I knew that it brought her a lot of comfort. Then I got sick. Like really sick. For about 5 years I went undiagnosed with a disease that made me feel like I was dying. I would have horrible episodes of illness and pain where if I wasn’t taken by ambulance she and my brother would have to carry me out to her car to take me to the ER. I was treated terribly by medical staff who thought I was lying about my symptoms. I got medically tortured and abused because they thought my illness was all in my head (it wasn’t) I wanted to kill myself constantly because I was in so much pain and no one took me seriously.
Over the years my mom watched me suffer to the point where during an episode I asked her to kill me. I begged her to put me out of my misery because I was too scared and physically weak to do it myself. I wanted her to either over dose me or smother me.

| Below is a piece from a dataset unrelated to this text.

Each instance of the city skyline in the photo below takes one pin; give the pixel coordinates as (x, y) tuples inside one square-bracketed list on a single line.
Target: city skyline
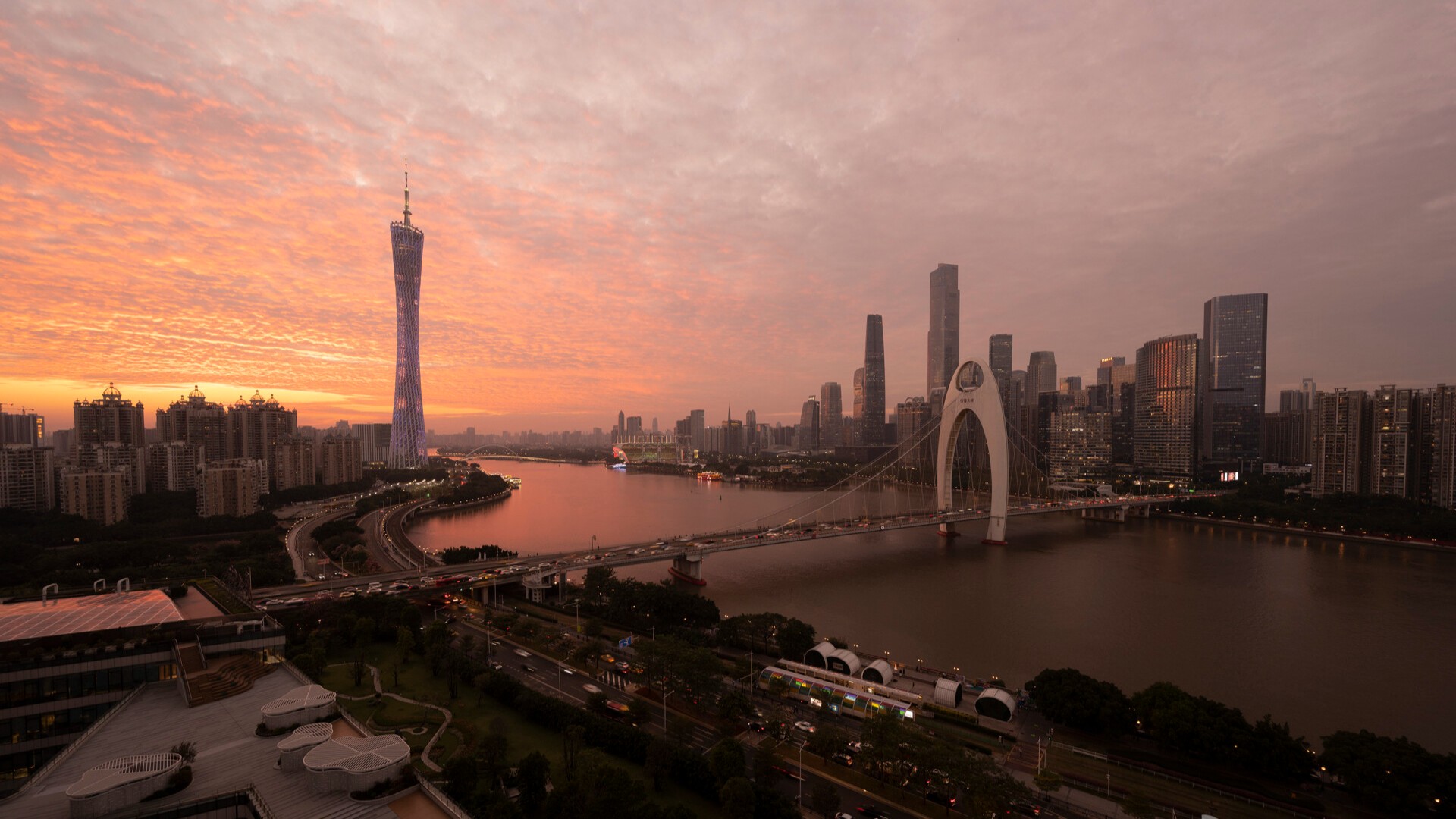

My mother broke. For years she watched me be medically neglected and tortured with no answers except being told that I was crazy or exaggerating myself symptoms. She took me to countless specialists. I finally got an answer when I was 17. A surgeon took on my case and diagnosed me after my first surgery. That didn’t stop the pain or the Illness though. So she continued to watch me suffer.
She’d often journal to help cope with her trauma and years later she shared with me her writings. She admitted that watching me suffer made her stop believing in god. Because why would a god do that to a child? How could a god be loving and caring and watch a child beg to die while in excruciating pain and make her go through that too? Why did god not answer her prayers? Why would god do that to her baby?
Weird thing is I’m still spiritual (not Christian) but I got mad beef with god too cuz that’s genuinely some fuck shit I was put through.
I know one day my disease is gonna kill me but I’m planning a nice exit in Switzerland before that happens. The “legal” way.
My mom also mentioned how if I did kill myself that she’d understand. She doesn’t want me to but she wouldn’t fight it either. After everything I’ve been through. And honestly, hearing someone tell me that is genuinely way better than having anyone say “I’ll
pray for you” because prayer does not work. Clearly. Empathy and sympathy does though.